Порочная красота - стр. 31
Как только я выйду и провозглашу себя участницей соревнования, обратного пути не будет.
Я подхожу к арке и выглядываю. Здание построено в форме традиционной арены: ровное овальное пространство, которое выглядит обманчиво маленьким на фоне многоярусных зрительских мест, возвышающихся вокруг. Я видела, как ее переоборудовали в сцену для концертов, а зимой в ледовый каток. Сейчас она покрыта слоем песка, на котором выстроились в ряд тридцать шесть невысоких трибун, предназначенных для кандидатов.
Последний Арес питал слабость к арене и регулярно устраивал состязания и турниры, чтобы продемонстрировать мастерство своих людей. Это прекрасное развлечение. Когда я была маленькой, очень любила смотреть, как его солдаты устраивали учебные групповые бои и одиночные сражения. Вид этих сильных людей на пике боевого мастерства что-то пробуждал во мне.
Возможно, именно тогда я и ступила на этот путь, хотя он был тернистым с самого начала. У моего отца были строгие убеждения, чем должны заниматься его дочери. Любой вид боевых искусств был под запретом. Эрис выбрала балет, и это лишь подтверждает, что она гадина с мазохистскими наклонностями. Впрочем, я немногим лучше, потому как выбрала гимнастику. Я участвовала в соревнованиях, когда училась в старшей школе, но мне никогда не было суждено стать одной из лучших.
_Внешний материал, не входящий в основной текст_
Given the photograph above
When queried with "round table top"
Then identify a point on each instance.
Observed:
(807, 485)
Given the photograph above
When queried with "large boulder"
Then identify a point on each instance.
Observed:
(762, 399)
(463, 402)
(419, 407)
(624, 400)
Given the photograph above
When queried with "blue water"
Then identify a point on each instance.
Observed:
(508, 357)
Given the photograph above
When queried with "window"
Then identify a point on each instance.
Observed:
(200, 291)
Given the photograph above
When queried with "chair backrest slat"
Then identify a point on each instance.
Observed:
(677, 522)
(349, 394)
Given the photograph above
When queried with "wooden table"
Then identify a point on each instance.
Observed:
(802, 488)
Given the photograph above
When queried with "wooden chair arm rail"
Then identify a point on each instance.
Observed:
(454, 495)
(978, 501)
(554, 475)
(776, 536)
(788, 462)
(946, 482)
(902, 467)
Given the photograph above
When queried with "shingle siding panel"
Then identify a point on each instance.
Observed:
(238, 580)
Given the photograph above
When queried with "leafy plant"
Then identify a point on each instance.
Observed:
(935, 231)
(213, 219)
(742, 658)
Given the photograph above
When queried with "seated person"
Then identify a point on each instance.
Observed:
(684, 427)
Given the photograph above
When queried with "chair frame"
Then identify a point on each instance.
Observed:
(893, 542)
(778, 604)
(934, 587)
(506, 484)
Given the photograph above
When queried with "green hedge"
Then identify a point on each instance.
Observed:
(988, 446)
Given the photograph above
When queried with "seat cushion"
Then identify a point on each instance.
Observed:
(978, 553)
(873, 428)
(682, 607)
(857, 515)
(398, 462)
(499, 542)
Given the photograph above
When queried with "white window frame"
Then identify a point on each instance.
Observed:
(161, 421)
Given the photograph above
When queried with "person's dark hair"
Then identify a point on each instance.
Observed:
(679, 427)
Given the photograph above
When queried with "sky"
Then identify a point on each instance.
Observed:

И все же это позволяло мне поддерживать себя в отличной физической форме. Я продолжала тренироваться даже после окончания школы, а значит, мое тело достаточно сильное для моего телосложения, и выносливость превосходна.
И то, и другое помогло мне, когда я занялась смешанными единоборствами. Шести месяцев, конечно, недостаточно, чтобы овладеть ими в совершенстве, но со знанием основ и моими физическими данными я справлюсь. Надеюсь.
Но теперь все это теория. У меня есть представление, какими будут испытания, поскольку они, похоже, проходят по одному сценарию каждый раз, когда сменяется Арес, но переменных факторов слишком много. К тому же о чем действительно стоит беспокоиться, так это о самих бойцах.
Свет тускнеет, толпа начинает реветь. Я слежу за лучом прожектора, который освещает моего брата и Афину, стоящих в ложе. На нем безупречно скроенный костюм из ткани правильного серого цвета, который подчеркивает светлый тон его кожи. На Афине костюм-тройка насыщенного бордового цвета с плечиками такими острыми, что кажется, можно порезаться.
Если Персей и обеспокоен моим отсутствием, то никто из тех, кто не знаком с ним лично, не понимает этого, но я знаю его достаточно хорошо и замечаю, что его глаза стали ледяными. Если моя публичная маска вызывающе жизнерадостная, то у Персея – это что-то противоположное. Чем больше чувств он испытывает, тем меньше их показывает. Сейчас на его лице застыло каменное выражение. Он в ярости.